In this image example, you can see several occurrences of data rows where the model predicts a basketball_court instead of a ground_track_field. You found a pattern of model failures that can be described as follows: "The model seems to struggle to distinguish ground track fields and basketball courts, especially when they have green and brown colors".

In this text example, you can see several occurrences of data rows where the model makes poor predictions on scientific words such as "Gelidium". You found a pattern of model failures (i.e., the model seems to struggle with text related to scientific concepts).

Double-check that you have found a pattern of model failure. For example, in the image example, we filter to keep only data rows that contain a basketball_court annotation or a ground_track_field annotation and have low IOU. This surfaces many examples of the exact edge case we discovered above: "The model struggles to distinguish ground track fields and basketball courts, especially when they have green and brown colors".

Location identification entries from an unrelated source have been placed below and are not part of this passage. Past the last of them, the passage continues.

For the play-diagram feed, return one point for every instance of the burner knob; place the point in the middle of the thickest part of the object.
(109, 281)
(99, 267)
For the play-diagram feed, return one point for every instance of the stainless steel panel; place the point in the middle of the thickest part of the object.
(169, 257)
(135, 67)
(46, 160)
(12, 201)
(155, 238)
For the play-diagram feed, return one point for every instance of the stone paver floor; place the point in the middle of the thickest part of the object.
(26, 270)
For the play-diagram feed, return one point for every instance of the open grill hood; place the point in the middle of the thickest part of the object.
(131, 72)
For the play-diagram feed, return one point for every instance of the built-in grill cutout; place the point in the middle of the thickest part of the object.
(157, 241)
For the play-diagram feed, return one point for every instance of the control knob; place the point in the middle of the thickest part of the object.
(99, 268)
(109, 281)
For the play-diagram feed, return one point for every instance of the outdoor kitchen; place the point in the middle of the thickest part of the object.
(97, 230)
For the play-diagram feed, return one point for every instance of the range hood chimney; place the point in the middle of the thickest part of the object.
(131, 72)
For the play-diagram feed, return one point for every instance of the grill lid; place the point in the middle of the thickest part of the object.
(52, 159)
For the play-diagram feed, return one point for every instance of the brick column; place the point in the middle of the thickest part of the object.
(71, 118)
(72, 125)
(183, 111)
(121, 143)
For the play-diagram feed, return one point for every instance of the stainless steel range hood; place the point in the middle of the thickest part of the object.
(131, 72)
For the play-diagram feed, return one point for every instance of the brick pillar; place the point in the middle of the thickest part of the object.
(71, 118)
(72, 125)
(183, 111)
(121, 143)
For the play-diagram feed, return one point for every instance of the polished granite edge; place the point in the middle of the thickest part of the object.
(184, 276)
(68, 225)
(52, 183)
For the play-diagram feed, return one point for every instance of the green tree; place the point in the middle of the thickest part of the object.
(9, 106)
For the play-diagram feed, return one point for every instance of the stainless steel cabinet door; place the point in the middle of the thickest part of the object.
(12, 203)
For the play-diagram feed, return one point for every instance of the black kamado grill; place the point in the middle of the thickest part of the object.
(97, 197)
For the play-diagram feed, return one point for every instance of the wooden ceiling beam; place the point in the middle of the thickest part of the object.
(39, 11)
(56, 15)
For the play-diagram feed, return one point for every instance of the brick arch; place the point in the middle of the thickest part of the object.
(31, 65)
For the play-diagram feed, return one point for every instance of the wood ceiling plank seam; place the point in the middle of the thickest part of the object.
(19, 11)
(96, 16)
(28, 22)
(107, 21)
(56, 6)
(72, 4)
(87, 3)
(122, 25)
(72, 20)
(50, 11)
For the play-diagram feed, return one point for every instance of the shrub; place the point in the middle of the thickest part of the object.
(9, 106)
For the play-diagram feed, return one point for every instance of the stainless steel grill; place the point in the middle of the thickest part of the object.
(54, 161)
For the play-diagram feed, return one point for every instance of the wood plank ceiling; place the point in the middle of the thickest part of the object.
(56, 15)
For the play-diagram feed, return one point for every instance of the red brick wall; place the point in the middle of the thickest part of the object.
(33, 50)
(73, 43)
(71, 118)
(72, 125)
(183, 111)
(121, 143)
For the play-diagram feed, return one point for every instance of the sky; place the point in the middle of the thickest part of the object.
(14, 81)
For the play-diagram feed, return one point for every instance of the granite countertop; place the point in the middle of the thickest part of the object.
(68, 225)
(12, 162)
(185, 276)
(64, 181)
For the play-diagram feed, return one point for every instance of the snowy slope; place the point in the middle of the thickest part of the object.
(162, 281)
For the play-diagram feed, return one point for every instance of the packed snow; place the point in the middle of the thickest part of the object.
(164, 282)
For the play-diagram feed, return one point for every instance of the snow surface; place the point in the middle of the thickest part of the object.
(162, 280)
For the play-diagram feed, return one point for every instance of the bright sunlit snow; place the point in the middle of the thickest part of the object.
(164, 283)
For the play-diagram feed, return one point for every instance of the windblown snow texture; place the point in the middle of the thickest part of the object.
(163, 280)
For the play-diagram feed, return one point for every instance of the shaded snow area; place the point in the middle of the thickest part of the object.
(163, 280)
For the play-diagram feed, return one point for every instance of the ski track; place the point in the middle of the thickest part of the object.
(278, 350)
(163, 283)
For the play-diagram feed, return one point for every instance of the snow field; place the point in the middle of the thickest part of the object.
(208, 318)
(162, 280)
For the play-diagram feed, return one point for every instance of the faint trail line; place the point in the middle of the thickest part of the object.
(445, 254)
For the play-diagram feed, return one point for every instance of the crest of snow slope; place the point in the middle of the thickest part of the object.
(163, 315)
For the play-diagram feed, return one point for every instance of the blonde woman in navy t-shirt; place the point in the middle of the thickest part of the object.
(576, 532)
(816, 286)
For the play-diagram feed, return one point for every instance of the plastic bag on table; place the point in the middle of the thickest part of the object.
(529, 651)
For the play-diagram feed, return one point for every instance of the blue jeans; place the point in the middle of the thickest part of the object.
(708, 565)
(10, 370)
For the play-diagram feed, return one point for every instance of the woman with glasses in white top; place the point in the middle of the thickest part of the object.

By browsing through examples in this pattern of model failure, you can see that many basketball courts have brown and green colors, just like ground track fields.

For example, in the text example, we filter to keep only data rows that contain a miscellaneous annotation and that have low IOU. This surfaces many examples of the exact edge case we discovered above: "The model struggles to make accurate NER predictions on scientific concepts".

After you surface edge cases on which the model is struggling and find a pattern of model failure, you can take action to fix model errors and improve model performance.

Use model metrics

The metrics view is a powerful tool for performing error analysis.

By looking at the scalar metrics, you may notice that the model is struggling to detect basketball_court ground truth annotations. Then, you can click on the histogram bar corresponding to basketball courts and the gallery view will open. with filtering and sorting activated to show data rows in the basketball_court bar of this histogram.

This is an alternative to steps 1-4 described above in the Use filters in the gallery view section.

6912 — The metrics view is a good way to identify classes on which the model is struggling.

Use the projector view

The projector view is a powerful way to perform error analysis.

In the image below you can see data rows containing a ground_track_field annotation and those containing a basketball_court annotation overlap. The two classes are not easy to separate in the embedding space. This is an indicator that the model is likely to struggle with the data rows at the intersection of the two clusters.

Use the projector view to identify intersections of clusters where the model may be struggling.

In the projector view, you can select the data rows that are at the intersection of the basketball_court cluster and the ground_track_field cluster. Once the data rows are selected, you can switch back to the grid view, and inspect these data rows.

This is an alternative approach to steps 1-4 described above in the Use filters in the gallery view section.

Fix model errors

Once you find a pattern of model errors, you can take action to improve your model. Here is an example of a data-centric iteration to improve model performance:

Select data rows on which your model is struggling.

Open the selected data rows in Catalog by clicking on [n] selected > View in Catalog. You will then be redirected to a filtered view of your Catalog showing only the previously selected data rows.

Use similarity search to surface data similar to this pattern of model failures among all of the data in your Catalog. Optionally, you could create a slice that will automatically collect any similar data uploaded in the future.
Next, you could filter on Annotation > is none to surface only unlabeled data rows. Labeling this high-impact data and then re-training your model is a powerful way to boost model performance.
Create a batch and send it to a labeling project.

Once this data has been labeled in Labelbox, you can create a new model run, include these newly labeled data rows in your data splits, and retrain your machine learning model to improve its ability to detect these difficult cases.